James-Lange'a göre sıralama şu şekilde olacaktır: Bir uyaran (örneğin üzgün bir yüz) gözlemleriz, bu bilgi kortekse gönderilir, ardından visseral ve motor fizyolojik tepkiler ortaya çıkar (ağlarız). Daha sonra korteks ağlama hissini algılar ve hissi (bu durumda üzüntü) üretir.
Cannon-Bard deneyleri
Cannon ve Bard deneyleri sonucunda şunu belirlediler: uyaranlar tarafından uyandırılan duygunun algılanması iki olgudan kaynaklanır.: duygu ve genel fizyolojik değişikliklerin bilinçli deneyimi. Bütün bunlar, talamusun impulslarını serebral kortekse ve hipotalamusa göndermesinden kaynaklanır.
duyguların etkileri
Öte yandan Cannon-Bard teorisi, bilinçli duygusal deneyimlerin, fizyolojik tepkilerin ve davranışların nispeten bağımsız olaylar olduğunu belirtir.
Dolayısıyla yazarlara göre duygusal uyaranların birbirinden bağımsız iki uyarıcı etkisi vardır: Bir yandan beyinde duygu hissine neden olurlar, diğer yandan otonom ve somatik sinir sistemlerinde duygu ifadesi.
Cannon ve Bard'ın James-Lange'e yönelik eleştirileri
Cannon-Bard teorisi, James-Lange teorisine yönelik bir dizi eleştiride bulunur.
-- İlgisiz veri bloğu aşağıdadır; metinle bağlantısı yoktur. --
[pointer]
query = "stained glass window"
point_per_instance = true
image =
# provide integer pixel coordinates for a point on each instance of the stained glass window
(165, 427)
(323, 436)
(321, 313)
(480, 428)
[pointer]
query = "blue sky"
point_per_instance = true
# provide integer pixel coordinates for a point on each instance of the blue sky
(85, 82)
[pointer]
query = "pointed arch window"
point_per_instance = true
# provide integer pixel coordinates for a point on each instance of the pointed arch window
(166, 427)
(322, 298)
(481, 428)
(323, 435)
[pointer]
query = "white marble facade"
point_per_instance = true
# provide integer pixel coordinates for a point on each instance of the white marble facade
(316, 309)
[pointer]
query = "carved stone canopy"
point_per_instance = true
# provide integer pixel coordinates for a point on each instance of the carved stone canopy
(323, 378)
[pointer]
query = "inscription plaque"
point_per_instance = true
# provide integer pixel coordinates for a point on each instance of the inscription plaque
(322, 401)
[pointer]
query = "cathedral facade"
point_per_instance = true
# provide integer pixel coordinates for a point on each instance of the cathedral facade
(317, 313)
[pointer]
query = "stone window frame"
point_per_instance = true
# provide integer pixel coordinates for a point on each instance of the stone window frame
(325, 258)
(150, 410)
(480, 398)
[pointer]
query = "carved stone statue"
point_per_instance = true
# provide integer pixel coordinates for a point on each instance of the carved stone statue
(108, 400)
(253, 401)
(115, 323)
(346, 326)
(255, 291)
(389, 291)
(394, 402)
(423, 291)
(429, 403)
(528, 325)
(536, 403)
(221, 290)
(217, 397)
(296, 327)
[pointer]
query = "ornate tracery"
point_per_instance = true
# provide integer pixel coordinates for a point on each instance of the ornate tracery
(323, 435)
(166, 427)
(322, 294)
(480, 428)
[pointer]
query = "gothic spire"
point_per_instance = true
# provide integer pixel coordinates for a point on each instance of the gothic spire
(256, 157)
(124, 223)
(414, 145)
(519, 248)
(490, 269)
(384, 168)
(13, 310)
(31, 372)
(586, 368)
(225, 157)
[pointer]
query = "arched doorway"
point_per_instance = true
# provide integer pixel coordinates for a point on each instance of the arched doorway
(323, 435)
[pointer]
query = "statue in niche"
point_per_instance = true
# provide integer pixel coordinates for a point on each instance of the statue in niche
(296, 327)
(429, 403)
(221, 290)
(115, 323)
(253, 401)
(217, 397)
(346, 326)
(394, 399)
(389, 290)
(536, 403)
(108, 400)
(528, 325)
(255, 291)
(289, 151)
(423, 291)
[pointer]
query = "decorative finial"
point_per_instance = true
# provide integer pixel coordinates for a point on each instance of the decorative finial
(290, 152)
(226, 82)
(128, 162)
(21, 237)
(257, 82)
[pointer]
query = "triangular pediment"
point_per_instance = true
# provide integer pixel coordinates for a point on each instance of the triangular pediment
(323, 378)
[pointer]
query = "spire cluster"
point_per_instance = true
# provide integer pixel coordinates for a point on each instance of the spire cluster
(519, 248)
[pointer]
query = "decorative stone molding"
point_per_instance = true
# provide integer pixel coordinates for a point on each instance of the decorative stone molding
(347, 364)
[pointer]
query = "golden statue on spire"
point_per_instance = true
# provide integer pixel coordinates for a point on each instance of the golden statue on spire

Bunlar aşağıdaki gibidir:
1. Duyguları algılamak için bedensel değişiklikler gerekli değildir.
Ayrıca Cannon ve Bard, afferent yolları kesmek, duygusal tepkilerde değişiklik üretmez.
2. Duyguların belirli kalıpları yoktur.
Cannon ve Bard'a göre, gerçekte olan şey, belirli bedensel değişikliklerin farklı duygular için benzer olmasıdır.
3. Bazen bedensel duyumlar duygudan sonra ortaya çıkar.
Yani, daha yavaş olan bedensel duyumlar genellikle duyguyu deneyimledikten sonra ortaya çıkar (ki bu hemen olabilir).
4. Organizmanın gönüllü aktivasyonu
Organizma ne zaman gönüllü olarak etkinleştirilir, gerçek bir duygu ortaya çıkmaz.
5. Yaygın ve genel aktivasyon
Cannon-Bard teorisi, dağınık ve genel bir özerk aktivasyon önerir (bu nedenle, talamusta bir substrat ile merkezi bir teoridir); Öte yandan periferik olan James-Lange teorisi, her duygusal durumun belirli fizyolojik değişikliklere neden olduğunu savunur.
Bibliyografik referanslar:
- Aguado, L. (2005). Duygu, sevgi ve motivasyon. Çatlak. 1: Duygu çalışmasına giriş (17-48). İttifak: Madrid.
- Díaz, A. (2010). Duygu teorileri. Yenilik ve eğitim deneyimleri, 29.
- Fernandez, EG; Garcia, B.; Jimenez, Milletvekili; Martin, M.D. ve Dominguez, F.J. (2010). Duygu psikolojisi. Ramón Areces Üniversitesi Editörü: Madrid.
- Psikoloji Notları, HQ. (2013). Cannon-Bard Duygu Teorisi. Psikoloji Öğrencileri için Çevrimiçi Kaynaklar.